Douter, autrefois la sagesse populaire préconisait de « Ne rien prendre pour argent comptant ».

Notre environnement numérique, virtuel nous fait vivre en groupe et en même temps à vivre sans les autres. Sans pouvoir décrypter les visages et les éventuels signes d’incongruence, à s’intéresser à l’autre sans jugement, juste avec empathie. Tout ce savoir, cette source de richesses se perd.

Engranger, pour cela il faut avoir des interactions et des bases pour analyser les situations qui se présentent.

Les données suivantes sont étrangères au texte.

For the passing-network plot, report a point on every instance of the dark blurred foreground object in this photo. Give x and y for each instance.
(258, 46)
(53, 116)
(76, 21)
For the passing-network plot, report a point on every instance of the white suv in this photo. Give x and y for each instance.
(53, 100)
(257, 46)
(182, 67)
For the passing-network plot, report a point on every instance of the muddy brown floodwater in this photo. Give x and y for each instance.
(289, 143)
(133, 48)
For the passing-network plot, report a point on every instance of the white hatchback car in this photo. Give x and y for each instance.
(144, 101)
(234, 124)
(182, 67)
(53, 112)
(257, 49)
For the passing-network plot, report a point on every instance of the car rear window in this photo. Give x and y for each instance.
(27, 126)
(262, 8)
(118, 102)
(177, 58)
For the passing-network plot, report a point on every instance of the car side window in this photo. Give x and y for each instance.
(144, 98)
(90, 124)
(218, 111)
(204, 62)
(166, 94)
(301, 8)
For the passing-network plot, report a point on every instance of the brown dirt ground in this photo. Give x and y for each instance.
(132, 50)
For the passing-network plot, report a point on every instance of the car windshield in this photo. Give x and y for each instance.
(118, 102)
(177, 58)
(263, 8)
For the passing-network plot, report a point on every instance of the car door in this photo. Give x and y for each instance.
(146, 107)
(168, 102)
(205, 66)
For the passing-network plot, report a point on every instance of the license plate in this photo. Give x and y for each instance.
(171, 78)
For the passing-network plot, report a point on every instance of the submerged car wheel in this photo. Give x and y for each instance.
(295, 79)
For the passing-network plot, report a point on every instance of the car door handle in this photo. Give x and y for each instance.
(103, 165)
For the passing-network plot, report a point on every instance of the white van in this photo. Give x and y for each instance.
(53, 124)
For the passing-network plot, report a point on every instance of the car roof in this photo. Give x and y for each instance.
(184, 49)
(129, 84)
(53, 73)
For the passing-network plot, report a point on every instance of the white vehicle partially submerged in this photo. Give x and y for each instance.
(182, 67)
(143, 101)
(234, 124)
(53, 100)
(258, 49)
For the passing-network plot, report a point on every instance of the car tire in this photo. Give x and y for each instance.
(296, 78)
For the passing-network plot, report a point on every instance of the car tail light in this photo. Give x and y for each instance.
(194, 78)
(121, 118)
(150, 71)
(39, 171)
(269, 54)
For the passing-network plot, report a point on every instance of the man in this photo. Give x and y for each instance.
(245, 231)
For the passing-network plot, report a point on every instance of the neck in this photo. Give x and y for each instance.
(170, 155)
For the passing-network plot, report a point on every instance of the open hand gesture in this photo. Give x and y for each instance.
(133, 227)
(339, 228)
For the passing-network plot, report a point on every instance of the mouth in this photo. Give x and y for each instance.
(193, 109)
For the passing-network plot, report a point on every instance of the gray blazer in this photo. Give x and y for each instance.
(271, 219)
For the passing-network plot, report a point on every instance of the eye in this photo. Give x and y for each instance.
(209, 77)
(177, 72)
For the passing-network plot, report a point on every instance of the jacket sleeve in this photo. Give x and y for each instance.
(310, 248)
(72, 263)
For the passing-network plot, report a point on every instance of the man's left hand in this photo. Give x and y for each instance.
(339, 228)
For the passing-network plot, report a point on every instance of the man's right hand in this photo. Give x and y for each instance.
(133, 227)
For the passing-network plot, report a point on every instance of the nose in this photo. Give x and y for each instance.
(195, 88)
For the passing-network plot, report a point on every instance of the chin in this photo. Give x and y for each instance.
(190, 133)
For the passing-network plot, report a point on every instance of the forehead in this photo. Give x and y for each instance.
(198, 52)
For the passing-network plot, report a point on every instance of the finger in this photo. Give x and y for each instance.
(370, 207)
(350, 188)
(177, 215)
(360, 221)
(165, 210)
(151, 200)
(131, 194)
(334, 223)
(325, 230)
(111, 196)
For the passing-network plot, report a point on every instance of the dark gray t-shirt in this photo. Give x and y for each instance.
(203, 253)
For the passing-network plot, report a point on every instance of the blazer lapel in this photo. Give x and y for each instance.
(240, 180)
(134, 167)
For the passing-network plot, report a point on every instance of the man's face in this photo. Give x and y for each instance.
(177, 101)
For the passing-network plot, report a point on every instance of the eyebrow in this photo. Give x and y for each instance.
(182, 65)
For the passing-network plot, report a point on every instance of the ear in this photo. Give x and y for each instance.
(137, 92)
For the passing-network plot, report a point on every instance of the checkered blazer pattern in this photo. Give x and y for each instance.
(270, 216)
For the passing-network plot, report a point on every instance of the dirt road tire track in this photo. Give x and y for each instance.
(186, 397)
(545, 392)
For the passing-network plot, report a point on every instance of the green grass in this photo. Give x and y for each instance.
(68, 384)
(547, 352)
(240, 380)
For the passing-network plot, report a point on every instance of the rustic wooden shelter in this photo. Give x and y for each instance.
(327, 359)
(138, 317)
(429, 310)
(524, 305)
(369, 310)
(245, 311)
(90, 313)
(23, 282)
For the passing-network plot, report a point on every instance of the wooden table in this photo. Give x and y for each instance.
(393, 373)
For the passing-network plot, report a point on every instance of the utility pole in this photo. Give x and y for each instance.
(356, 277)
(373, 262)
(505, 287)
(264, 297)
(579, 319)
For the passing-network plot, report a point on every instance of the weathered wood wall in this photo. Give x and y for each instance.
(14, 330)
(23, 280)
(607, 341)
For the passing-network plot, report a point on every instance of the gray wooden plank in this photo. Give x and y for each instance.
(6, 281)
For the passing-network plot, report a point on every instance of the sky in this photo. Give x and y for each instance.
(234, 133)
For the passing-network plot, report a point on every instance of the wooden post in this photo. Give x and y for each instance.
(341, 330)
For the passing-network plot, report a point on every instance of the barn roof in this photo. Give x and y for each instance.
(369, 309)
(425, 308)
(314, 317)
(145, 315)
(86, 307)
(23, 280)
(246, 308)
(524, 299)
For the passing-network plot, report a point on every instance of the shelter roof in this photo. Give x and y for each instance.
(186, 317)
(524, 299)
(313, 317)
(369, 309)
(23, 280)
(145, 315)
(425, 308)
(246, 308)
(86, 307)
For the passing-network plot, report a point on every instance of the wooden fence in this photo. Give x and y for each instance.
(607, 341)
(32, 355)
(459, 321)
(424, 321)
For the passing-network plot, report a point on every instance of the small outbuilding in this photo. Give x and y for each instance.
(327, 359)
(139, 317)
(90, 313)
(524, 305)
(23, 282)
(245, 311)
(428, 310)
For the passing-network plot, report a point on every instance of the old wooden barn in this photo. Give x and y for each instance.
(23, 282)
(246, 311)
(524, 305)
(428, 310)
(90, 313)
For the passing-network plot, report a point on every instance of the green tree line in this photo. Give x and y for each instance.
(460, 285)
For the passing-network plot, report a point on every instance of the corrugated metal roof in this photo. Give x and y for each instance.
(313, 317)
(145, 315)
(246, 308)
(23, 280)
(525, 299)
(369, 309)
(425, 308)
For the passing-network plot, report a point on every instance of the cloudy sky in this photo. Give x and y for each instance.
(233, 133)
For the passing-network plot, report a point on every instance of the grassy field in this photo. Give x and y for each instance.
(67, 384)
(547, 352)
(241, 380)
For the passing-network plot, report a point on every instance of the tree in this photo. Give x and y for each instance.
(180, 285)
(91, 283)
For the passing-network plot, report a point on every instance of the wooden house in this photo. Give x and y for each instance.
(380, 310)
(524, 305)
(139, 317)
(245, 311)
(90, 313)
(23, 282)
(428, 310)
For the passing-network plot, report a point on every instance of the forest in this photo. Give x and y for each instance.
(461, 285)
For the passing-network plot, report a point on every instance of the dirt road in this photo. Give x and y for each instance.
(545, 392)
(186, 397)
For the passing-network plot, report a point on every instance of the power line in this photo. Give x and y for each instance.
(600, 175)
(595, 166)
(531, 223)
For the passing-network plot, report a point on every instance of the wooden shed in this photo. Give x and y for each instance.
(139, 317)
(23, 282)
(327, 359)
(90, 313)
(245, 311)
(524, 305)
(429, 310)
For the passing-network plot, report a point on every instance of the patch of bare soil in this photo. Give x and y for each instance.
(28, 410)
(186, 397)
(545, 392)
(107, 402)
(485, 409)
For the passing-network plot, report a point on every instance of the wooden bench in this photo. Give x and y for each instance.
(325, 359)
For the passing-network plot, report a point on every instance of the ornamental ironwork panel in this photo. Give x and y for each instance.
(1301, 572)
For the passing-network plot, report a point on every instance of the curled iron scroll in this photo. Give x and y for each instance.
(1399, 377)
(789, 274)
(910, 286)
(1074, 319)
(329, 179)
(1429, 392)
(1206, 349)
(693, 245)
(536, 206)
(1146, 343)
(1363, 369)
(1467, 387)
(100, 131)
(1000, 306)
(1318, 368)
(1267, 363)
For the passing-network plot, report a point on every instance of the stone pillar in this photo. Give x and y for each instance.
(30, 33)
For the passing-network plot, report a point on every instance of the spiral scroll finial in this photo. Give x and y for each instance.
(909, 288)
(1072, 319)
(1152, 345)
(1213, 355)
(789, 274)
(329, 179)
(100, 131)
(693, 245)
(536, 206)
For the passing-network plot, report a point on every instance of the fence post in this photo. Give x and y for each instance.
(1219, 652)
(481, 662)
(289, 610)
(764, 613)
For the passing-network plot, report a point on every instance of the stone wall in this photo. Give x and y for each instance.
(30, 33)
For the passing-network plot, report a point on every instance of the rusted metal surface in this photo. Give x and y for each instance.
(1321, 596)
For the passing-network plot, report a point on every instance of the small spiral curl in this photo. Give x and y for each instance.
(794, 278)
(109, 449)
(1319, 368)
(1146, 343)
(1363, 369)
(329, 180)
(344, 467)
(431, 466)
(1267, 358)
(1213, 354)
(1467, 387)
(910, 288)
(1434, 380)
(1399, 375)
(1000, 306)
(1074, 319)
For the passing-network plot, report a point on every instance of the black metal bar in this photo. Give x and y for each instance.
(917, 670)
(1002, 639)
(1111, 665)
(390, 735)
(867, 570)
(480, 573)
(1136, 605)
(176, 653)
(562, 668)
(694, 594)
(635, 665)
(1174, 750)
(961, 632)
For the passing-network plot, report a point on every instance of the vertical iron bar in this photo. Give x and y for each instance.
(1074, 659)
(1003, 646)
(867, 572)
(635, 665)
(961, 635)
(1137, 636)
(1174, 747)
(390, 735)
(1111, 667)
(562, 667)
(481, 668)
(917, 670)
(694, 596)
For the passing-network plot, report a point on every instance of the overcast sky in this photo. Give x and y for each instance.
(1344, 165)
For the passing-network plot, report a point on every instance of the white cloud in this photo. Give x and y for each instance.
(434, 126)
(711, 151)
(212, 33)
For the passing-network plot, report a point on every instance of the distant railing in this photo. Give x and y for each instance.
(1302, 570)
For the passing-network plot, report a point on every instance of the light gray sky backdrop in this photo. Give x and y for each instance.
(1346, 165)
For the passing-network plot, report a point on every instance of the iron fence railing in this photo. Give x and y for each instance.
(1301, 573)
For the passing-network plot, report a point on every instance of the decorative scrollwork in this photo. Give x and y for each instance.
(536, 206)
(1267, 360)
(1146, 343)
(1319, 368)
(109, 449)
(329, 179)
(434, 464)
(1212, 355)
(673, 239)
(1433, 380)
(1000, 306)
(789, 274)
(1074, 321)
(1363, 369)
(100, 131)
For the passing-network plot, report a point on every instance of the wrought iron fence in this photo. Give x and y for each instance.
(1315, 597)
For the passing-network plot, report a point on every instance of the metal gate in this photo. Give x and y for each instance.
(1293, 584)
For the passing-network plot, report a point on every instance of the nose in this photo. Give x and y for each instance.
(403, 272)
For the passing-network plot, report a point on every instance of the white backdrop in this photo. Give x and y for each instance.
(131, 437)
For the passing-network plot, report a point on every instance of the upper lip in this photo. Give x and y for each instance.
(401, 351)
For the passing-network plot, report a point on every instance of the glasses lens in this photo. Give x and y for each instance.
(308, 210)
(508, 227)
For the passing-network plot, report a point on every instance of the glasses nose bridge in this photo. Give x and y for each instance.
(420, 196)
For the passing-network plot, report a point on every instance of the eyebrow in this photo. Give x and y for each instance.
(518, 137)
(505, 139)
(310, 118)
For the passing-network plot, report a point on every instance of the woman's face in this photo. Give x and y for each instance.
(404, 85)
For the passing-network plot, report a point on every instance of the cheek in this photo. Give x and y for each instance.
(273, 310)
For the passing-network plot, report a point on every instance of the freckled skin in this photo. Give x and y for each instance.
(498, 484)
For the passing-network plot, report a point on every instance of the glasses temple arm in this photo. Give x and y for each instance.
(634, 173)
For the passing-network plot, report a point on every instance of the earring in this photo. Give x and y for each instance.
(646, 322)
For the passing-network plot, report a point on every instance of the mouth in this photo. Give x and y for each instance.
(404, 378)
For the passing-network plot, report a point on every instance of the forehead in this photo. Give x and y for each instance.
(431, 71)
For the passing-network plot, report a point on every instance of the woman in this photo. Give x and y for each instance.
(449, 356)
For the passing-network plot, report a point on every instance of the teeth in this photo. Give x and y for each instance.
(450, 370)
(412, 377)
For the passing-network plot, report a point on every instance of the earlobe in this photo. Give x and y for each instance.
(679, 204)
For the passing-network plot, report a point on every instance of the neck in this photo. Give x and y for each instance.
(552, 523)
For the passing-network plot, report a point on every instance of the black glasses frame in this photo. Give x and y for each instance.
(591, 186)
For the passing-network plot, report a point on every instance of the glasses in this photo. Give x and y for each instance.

Sans les autres c’est la mort.

La sécurisation de l’enfant est la base.

Apprendre à penser par soi-même, confronter ses idées, etc.

Sortir du silence.

Le savoir de terrain est indispensable, mais notre monde actuel est davantage peuplé de mangeurs de vent que de laboureurs.

Et la tendance est à ne pas écouter les laboureurs.

En refermant ce livre, vous vous interrogerez sur les outils que vous possédez pour agir sur le réel.

Votre degré de liberté engendre votre degré de responsabilité.

Une réflexion éclairante, un besoin vital.